At the sub-micron scale the physical properties of materials are very different. And there is growing concern with the physiological affects of nanomaterials.
Evonik has considerable experience in materials production and handling and has lent that knowledge to the NanoCare project, which has involved 15 companies, universities and research centres.
The company provided its well researched “comparative” materials titanium oxide and carbon black, as well as new nanomaterials such as zirconium oxide, cerium oxide, mixed oxides, and various new surface-modified particles.
Evonik’s analytical services centre, AQura, provided NanoCare with expertise in the chemical-physical characterisation of particles and in measuring nanoparticles in the workplace.
And the company opened its factory gates to independent specialists who wanted to take measurements in the workplace.
For Evonik, nanotechnology research has provided new battery membranes and cost-effective adhesives. But Nagel recognises public concern over nanomaterials that may have been used for years in some products but are coming under closer scrutiny.
As NanoCare reached a conclusion an investor group in the
Asbestos litigation is reckoned to have cost insurers around $200bn. Studies show that by 2002 asbestos personal injury claim payouts had reached $70bn and bankrupted 61 companies.
The US-based Investor Environmental Health Network (IEHN) highlighted the potential link between nanotech materials and adverse health impacts.
A report from the organisation suggested that “regulatory flaws encourage companies to conceal damaging scientific findings from investors, fail to disclose estimates of the range of potential liabilities, and place undue reliance on litigators”.

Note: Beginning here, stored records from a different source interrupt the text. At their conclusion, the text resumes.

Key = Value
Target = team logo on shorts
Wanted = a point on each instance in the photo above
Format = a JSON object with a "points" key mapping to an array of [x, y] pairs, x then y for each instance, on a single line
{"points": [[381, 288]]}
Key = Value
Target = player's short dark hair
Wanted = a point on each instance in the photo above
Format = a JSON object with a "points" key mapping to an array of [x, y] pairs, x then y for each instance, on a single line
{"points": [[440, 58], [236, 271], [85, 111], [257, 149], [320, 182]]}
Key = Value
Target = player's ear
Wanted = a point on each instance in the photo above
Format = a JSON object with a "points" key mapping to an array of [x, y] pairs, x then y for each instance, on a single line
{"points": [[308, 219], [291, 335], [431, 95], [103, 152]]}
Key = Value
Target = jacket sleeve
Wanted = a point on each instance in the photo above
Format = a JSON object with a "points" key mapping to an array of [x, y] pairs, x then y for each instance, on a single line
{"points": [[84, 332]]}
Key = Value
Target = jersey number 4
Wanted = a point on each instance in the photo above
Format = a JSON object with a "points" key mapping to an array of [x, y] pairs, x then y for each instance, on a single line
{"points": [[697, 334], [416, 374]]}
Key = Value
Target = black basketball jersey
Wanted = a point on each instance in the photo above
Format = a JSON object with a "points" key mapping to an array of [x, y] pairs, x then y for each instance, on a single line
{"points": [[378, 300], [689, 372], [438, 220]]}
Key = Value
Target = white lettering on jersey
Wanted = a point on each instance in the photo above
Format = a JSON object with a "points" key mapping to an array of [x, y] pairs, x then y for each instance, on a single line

It wants to see the US Financial Accounting Standards Board (FASB) and the Securities Exchange Commission (SEC) improve disclosures made to investors that would help them estimate the possible liabilities that might accrue from products containing nanomaterials.
“Investors should be better apprised by companies of the state of the science, including the important health impact questions that have not yet been answered,” it says.
The trouble is that the controversy surrounding nanotechnology is leading companies to keep quiet on which of their products contain nanomaterials.
Both the consumer, and, as the IEHN would have it, the investor, are being kept in the dark.
Chemicals producers do not stand aloof from this trend but have the expertise to bring informed commentary to the debate.
And they owe it to their employees and their customers to advance the science and our understanding of the potential health impacts of the materials they produce.
Nagler is convinced that products based on nanotechnology will find wider use only if the industry seriously considers the social discourse on opportunity and risk and communicates the new technology and its benefits to a broad public, Evonik says.
“We have committed ourselves to applying nanotechnology responsibly, and this is why we’re taking part in NanoCare,” he adds.